The UK is set to rejoin the Erasmus scheme, the BBC understands, five years after announcing it would end its participation as part of a deal to leave the European Union.
Through the scheme the EU provides funding for people to study, train or volunteer in other European countries for up to a year.
The UK replaced it with its own Turing scheme in 2021, which funds similar placements worldwide.
The government said it would not comment on ongoing talks. Ministers are expected to make an announcement on Wednesday.
Prime Minister Sir Keir Starmer had suggested in May that a youth mobility scheme could be part of a new deal with the EU.
UK students will be able to participate in the Erasmus scheme from January 2027, the BBC understands.
Alex Stanley, from the National Union of Students (NUS), said it was “fantastic that another generation of students will be able to be part of the Erasmus programme”, adding that it would represent a “huge win for the student movement”.
“Students have been campaigning to rejoin Erasmus from the day we left,” he said.
The Erasmus scheme, named after the Dutch Renaissance theologian, was scrapped in the UK in December 2020, when the government announced its post-Brexit trade deal with the EU.
Boris Johnson, the then-prime minister, said it was a “tough decision” but the scheme had become “extremely expensive”.

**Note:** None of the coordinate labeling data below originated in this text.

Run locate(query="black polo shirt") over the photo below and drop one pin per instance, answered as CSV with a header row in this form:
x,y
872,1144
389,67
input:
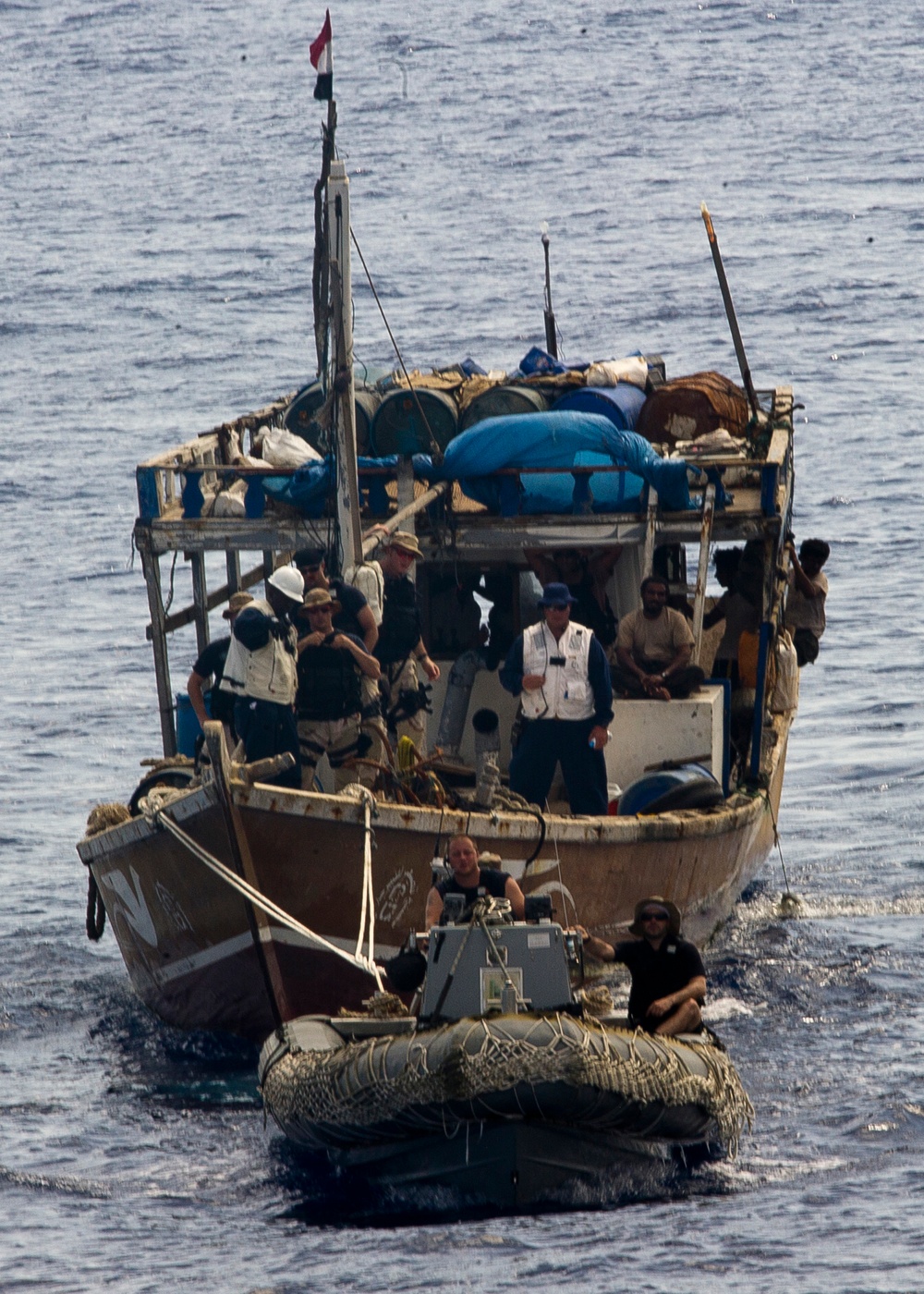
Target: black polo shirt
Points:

He said it would be replaced by the Turing scheme – named after British mathematician and codebreaker Alan Turing – which has operated since then.
Both schemes are open not just to university students, but also to people doing vocational courses, as well as apprentices and people training at college or school.
In 2020, the last year in which the UK participated in Erasmus, the scheme received €144m (£126m) of EU funding for 55,700 people to take part in Erasmus projects overall.
The UK sent out 9,900 students and trainees to other countries as part of the scheme that year, while 16,100 came the other way.
Glasgow, Bristol and Edinburgh were the three universities to send the most students, with Spain, France and Germany being the most popular destinations for UK students.
In the 2024/25 academic year, the Turing scheme had £105m of funding, which paid for 43,200 placements, with 24,000 of those being in higher education, 12,100 in further education and 7,000 in schools.
The majority (38,000) of students were from England, with 2,900 from Scotland, 1,000 from Wales and 1,200 from Northern Ireland.
Ministers who introduced the Turing scheme in 2021 said it was designed to benefit more people from disadvantaged backgrounds and provide greater support for travel costs than the Erasmus scheme did.
It is not yet clear what will happen to the Turing scheme once Erasmus is reintroduced for UK students.
Welcoming the news that Erasmus was returning, Liberal Democrat universities spokesman Ian Sollom said it was a “moment of real opportunity and a clear step towards repairing the disastrous Conservative Brexit deal”.